Bacterial conjugation. (1) Production of pilus. (2) Pilus connects two bacteria. (3) One strand of plasmid DNA moves into the recipient. (4) Both bacteria contain identical plasmids.

Plasmids were discovered in the 1940s as genetic materials outside of bacterial chromosomes. Prophages are genomes of bacteriophages (a type of virus) that are inserted into bacterial chromosomes; prophages can then be spread to other bacteria through the lytic cycle and lysogenic cycle of viral replication.

While transposable elements are also found in prokaryotic genomes, the most common mobile genetic elements in the prokaryotic genome are plasmids and prophages.

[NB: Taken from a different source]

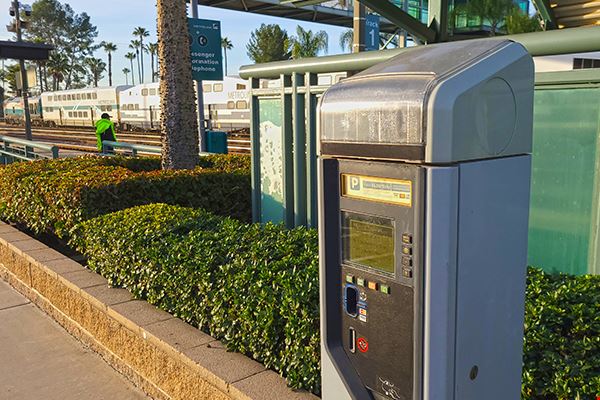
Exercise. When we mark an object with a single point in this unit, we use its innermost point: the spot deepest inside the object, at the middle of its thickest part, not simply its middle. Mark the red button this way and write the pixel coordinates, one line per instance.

Plasmids and prophages can move between genomes through bacterial conjugation, allowing horizontal gene transfer. Plasmids often carry genes that are responsible for bacterial antibiotic resistance; as these plasmids replicate and pass from one genome to another, the whole bacterial population can quickly adapt to the antibiotic. Prophages can loop out of bacterial chromosomes to produce bacteriophages that go on to infect other bacteria with the prophages; this allows prophages to propagate quickly among the bacterial population, to the harm of the bacterial host.

== Mobilome in viruses ==
Discovered in 2008 in a strain of Acanthamoeba castellanii mimivirus, virophages are an element of the virus mobilome. Virophages are viruses that replicate only when host cells are co-infected with helper viruses. Following co-infection, helper viruses exploit the host cell's transcription/translation machinery to produce their own machinery; virophages replicate through the machinery of either the host cell or the viruses. The replication of virophages can negatively impact the replication of helper viruses.

Sputnik and mavirus are examples of virophages.